ボランティア考。

昨日今日と豊島区内にある老人の日帰り施設(デイサービス)二か所でお年寄りたちにいけばなを楽しんでいただいてきた。
いわゆるボランティアってやつで、かれこれ3年目にはいっている。

自分でやっていながら言うのも変な話だが、このボランティアっていうのが今だによく分からん。
そもそも始めた理由もひどく曖昧で、義務感があるわけでもなく、ましてや高尚な理念など全くない。時間が空いている時にちょっとやってみようかなあ、と思って始めたのが運のつきで、引くに引けずに続けている、というのが正直なところ。そんなわけだから、よく言われる「社会貢献」などとは全~んぜん無縁。

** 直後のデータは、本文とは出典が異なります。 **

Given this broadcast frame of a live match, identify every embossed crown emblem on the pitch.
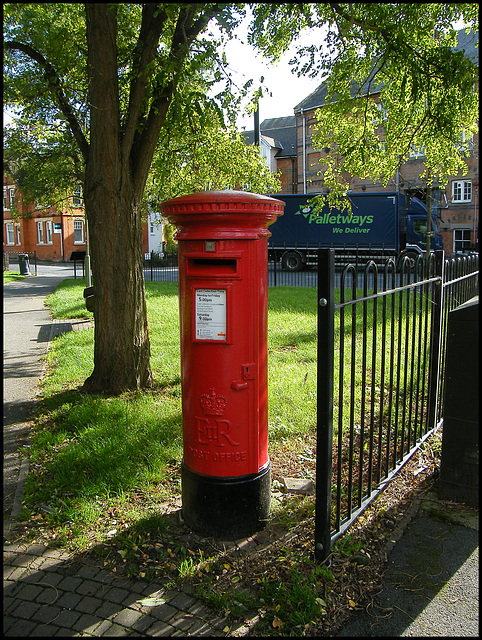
[201,387,228,416]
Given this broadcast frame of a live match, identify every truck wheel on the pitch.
[401,251,419,269]
[281,251,303,271]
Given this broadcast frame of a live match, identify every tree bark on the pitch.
[84,4,152,393]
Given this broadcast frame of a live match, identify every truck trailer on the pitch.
[268,191,443,271]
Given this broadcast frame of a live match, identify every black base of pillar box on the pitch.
[181,463,271,540]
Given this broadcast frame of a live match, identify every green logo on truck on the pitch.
[295,206,373,233]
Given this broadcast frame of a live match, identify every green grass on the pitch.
[27,279,430,547]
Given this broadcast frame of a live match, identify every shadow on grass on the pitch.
[27,381,182,526]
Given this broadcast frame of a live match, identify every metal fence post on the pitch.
[315,249,335,562]
[427,250,445,431]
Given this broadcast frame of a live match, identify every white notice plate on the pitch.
[194,289,226,341]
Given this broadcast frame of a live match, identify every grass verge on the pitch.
[8,280,444,636]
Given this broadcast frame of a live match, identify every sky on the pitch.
[3,11,321,131]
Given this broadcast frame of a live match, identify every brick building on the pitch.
[3,174,149,262]
[245,30,479,254]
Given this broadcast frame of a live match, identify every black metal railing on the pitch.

先日パラオ、シンガポールを旅してきて、ボランティア(奉仕)とかホスピタリティー(おもてなし?)とかといったものについて少しばかり考えさせられるところがあった。
日本にはいろいろといい習慣がたくさんあるけれど、こういった精神はあまり日本には根付いていないよなあ・・。
私の両親の世代にはそういった概念すらなかったのではないだろうか。戦時中には勤労奉仕というのがあったそうだが、あれは奉仕をかたった強制労働だろう。
そんな両親に育てられたわけだし、学校教育の中でも教わった記憶はない。そもそもボランティアなんて言葉を知ったのも高校生くらいになってからのことだと思う。だから分からないのも当然といえば当然だ。
だから時々、ひどく損をしているような気持ちになったり、こんなことをして何になるんだろうと思ったりもする。
一度にたくさんの人数を見るのはとてもいい指導体験になるので、そういった意味では決してマイナスばかりではない・・・なんていう打算も働いたりする。
そんなわけだから、真のボランティアスピリットとはちょっと違うのだろう。

先の展覧会の折にひそかに尊崇しているM先生が見に来てくださった。M先生は某流の重鎮の先生なのだが、少しばかりお話させていただいた折に、「今迄長いこといけばなをやってきたが、80になって改めて思うところがある」と意味深な物言いをされていた。どういうことなのだろうか、とおもっていたが、別の先生にそのお話をしたところ、「お年寄りの慰めになるようなことをしたい」といった意味のことを話されていた、と伺った。
これには参った。やはり地に足がついた人の考えは違う。ホンモノとニセモノの違いがこういうところで出てくるのだろう。

M先生には及ぶべくもないが、良いと思われる習慣はまねても咎められることではないだろう。
親の世代には0だったのだから今が不自然なのもお許し願いたい。にわかボランティアも続けていれば次の世代はもう少ししっくりとしたものになってくれるだろう。